When Hasmita was caught smoking pot in college, the counsellor asked, “Didn’t you know it is bad for you?” And he was right: ‘I didn’t know’ is no longer a valid excuse. With decades of awareness propaganda, both in the media and in campuses, behind us, no one can claim ignorance of substance abuse. And yet Hasmita and thousands like her take to substance abuse every year.

Everyone knows cigarette smoking is injurious to health. Ads, newspaper articles, television commercials scream the message. Even the cigarette packet carries the statutory warning. Yet millions of puffs are taken every day. Thousands of people — many of them college-goers — turn smokers every year. Could this be a conscious choice?

We seem to prefer the disaster course even in mundane everyday matters. Consider our eating habit. Don’t you prefer burgers, French fries, samosas, puffs, ice creams and other junk to freshly-cooked, sumptuous but simple meals? Why do we prefer the heavily carbonated orange drink to eating a whole orange? These choices were not born out of ignorance of good and bad.
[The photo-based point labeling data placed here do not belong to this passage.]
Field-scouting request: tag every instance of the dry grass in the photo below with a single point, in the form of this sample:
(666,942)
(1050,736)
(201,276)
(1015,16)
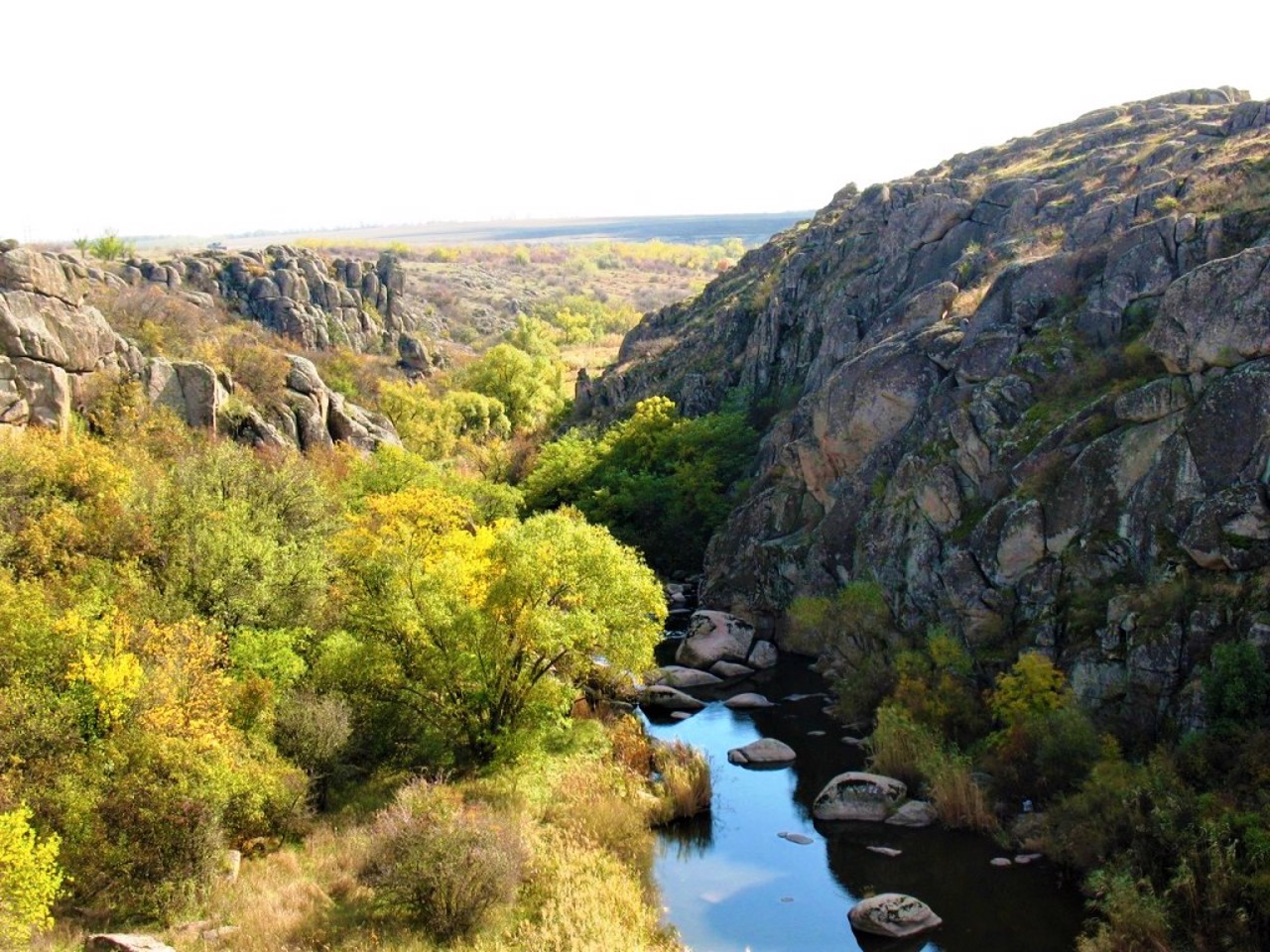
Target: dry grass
(686,788)
(968,299)
(956,797)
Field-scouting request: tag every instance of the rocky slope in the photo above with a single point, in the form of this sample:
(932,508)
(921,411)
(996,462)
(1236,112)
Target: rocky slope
(1028,391)
(55,347)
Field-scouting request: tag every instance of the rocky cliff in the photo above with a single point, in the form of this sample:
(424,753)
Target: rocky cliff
(1028,391)
(55,345)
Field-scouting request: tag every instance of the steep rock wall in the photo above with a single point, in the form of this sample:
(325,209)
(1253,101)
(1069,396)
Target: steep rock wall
(1024,391)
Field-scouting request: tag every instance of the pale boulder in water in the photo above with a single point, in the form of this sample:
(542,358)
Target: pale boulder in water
(893,914)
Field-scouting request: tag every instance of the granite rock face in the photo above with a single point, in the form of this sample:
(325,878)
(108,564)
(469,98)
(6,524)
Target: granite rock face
(1014,389)
(55,345)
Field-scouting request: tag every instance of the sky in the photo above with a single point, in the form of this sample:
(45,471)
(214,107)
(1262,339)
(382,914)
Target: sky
(211,118)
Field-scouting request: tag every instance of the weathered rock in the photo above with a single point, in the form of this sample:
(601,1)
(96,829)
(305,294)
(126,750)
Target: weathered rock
(667,698)
(1230,530)
(1215,316)
(762,655)
(679,676)
(125,942)
(885,851)
(858,796)
(765,751)
(730,669)
(715,636)
(893,914)
(747,701)
(801,839)
(915,812)
(190,390)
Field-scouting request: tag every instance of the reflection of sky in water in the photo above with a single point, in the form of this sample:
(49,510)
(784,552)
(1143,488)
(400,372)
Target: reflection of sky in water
(729,884)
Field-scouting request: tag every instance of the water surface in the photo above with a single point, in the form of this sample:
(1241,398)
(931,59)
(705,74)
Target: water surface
(730,884)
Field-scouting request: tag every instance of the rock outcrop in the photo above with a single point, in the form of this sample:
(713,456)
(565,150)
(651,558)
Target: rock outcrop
(54,344)
(1026,391)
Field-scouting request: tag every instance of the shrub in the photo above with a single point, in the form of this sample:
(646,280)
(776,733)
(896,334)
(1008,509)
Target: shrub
(1236,684)
(30,879)
(599,806)
(441,865)
(910,752)
(685,788)
(1134,918)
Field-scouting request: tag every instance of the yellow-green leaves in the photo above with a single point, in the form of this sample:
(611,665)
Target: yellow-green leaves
(30,879)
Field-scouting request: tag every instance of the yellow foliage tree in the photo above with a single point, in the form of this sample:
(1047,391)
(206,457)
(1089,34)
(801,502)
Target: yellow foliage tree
(30,880)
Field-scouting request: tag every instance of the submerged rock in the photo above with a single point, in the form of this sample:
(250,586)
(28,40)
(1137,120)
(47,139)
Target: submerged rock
(801,839)
(858,796)
(667,698)
(893,914)
(915,812)
(740,702)
(715,636)
(765,751)
(885,851)
(730,669)
(679,676)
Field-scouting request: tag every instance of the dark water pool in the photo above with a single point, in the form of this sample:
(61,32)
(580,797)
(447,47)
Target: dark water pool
(730,884)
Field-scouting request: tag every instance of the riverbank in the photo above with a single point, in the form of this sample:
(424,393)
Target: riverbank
(733,883)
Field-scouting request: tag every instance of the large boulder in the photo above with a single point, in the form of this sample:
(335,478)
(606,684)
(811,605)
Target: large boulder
(915,812)
(858,796)
(715,636)
(1215,316)
(666,698)
(893,914)
(680,676)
Then what makes us consciously choose the disaster course?

Very often it is the need to belong to the ‘cool’ set. You want to be seen eating what the smart set eats, wearing what they wear, and adopting the right kind of stance. For some, new habits are a means to expressing their defiance of hierarchies and norms. The urge to defy is a consequence of a rigid upbringing in hierarchy-ridden, society-fearing families, but when carried to the extreme, it might find self-destroying expressions.

To some people, doing the wrong thing begins as an exciting adventure. When Prateek first tried alcohol, he was excited and he felt that he was finally an adult. What could an occasional drink do? But in a short while he began smuggling bottles into classrooms and hostels. Soon there were days when he could barely lift his head and keep his eyes open during lectures.

People start with bravado and a false sense of being in control. But before the wink of an eye, the occasional fancy, the experiment and the adventure becomes a habit and they are slavishly hooked. The reasons for making such choices are not as important as their consequences. The consequences of substance abuse, consuming junk food and other lifestyle statements are too well known and well documented to need re-telling here. Briefly though, it is a trade off of short-term pleasures and excitement for long-term misery. Let’s not forget that no one, but no one at all, can share the painful consequences of our youthful mistakes. In the final analysis, we alone are responsible for our actions and their consequences.

So, if you can stand up for yourself at the crucial moment of decision-making, you might just save your future. Investing in a healthful future is better than investing in a dashing and daring present of dubious quality. It takes guts to stand up to peer pressure. It takes spirit to say ‘no’ to temptations. It takes determination to stand by your convictions of right and wrong. And if you summon the guts and spirit to keep to the safe, sensible and healthy course, you have not only saved your future, you have also added dimensions to your character that will stand you in good stead later.